Odin memory layouts

Odin Memory Layouts

This essay contains a walk-through of five experiments and diagrams that show how the Odin compiler lays out data in memory.

I aim for easier readability, and, don’t aim for precision. My description is loosey-goosey and may contain minor details that are factually incorrect. My goal is to give an overview of how memory is laid out, and to avoid discussing too many details that might confuse the first-time reader. Hopefully, this approach allows the reader to generally understand what is going on and to fill in and seek out more details as desired.

Hopefully, the first-time reader can start by just looking at the diagrams. The reader can dig deeper into the details by reading the surrounding text.

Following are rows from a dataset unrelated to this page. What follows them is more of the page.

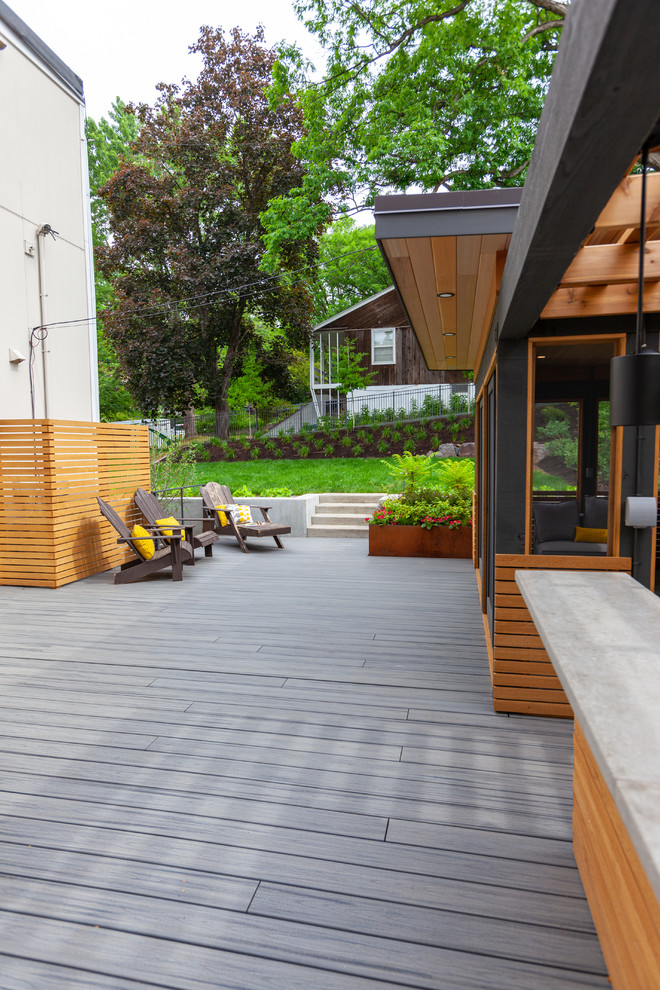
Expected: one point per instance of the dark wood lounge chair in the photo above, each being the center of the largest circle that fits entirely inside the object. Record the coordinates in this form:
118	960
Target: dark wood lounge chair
152	510
214	494
174	555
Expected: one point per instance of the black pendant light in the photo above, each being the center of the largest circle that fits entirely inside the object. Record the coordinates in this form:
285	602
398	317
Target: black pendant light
635	378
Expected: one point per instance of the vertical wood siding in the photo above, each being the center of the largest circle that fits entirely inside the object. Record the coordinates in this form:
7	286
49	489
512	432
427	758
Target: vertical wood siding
51	530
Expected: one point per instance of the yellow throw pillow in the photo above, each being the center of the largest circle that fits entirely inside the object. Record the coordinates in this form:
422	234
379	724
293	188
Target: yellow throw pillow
170	521
143	543
222	515
244	515
584	534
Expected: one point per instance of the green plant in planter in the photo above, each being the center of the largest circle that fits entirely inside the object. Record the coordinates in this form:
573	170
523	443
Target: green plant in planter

The memory layout for the complete program is shown in Block 5. That diagram contains lots of details and arrows. I hope to build up an explanation of that diagram in four simpler stages - Blocks 1 through 4.

The Odin code can be found in the repository listed in the Appendix. The reader is encouraged to download and run the code while reading this essay.

Block 1

    // BLOCK 1
    cs := "TARVY"
    fmt.printf ("%v\n", typeid_of (type_of (cs)))
    fmt.printf ("%v\n", raw_data (cs))
    fmt.printf ("%v\n", len (cs))
    fmt.printf ("%v\n", &cs)

Create a constant string containing a prime number of bytes.
I choose some arbitrary 5 bytes - in this case the first 5, upper case, letters in my surname “TARVY”.
- I choose a prime number in the hopes that I won’t get fooled by alignment and allocation optimizations.
The 5-byte string is assigned to a local variable named cs (the plural of c, where c is a short-hand for character).
A string is an Odin datatype consisting of 2 quadwords
1. a pointer (8 bytes - one quadword)
2. a length (8 bytes - a second quadword)
  1. a “Word” is 2 bytes long, hence, a quadword is 4 x 2 bytes long, i.e. 8 bytes
I print out (fmt.printf)
- The type id of cs
- The first quadword of cs - the pointer to the array of bytes “TARVY”
- The second quadword of cs - the length of the string “TARVY”- 5 in this case. This length is known at compile time and can be hard-coded into the code by the compiler. In general, the length cannot be known until run-time, so hard-coding is not always possible. The compiler is built to look out for simple opportunities to hard-code details.
- The hex address of cs.

The program prints:

string
0x10CCDB76C
5
0x7FF7B32680C8

Type ID

The type id is some binary code that the runtime understands and translates to “string” when printing.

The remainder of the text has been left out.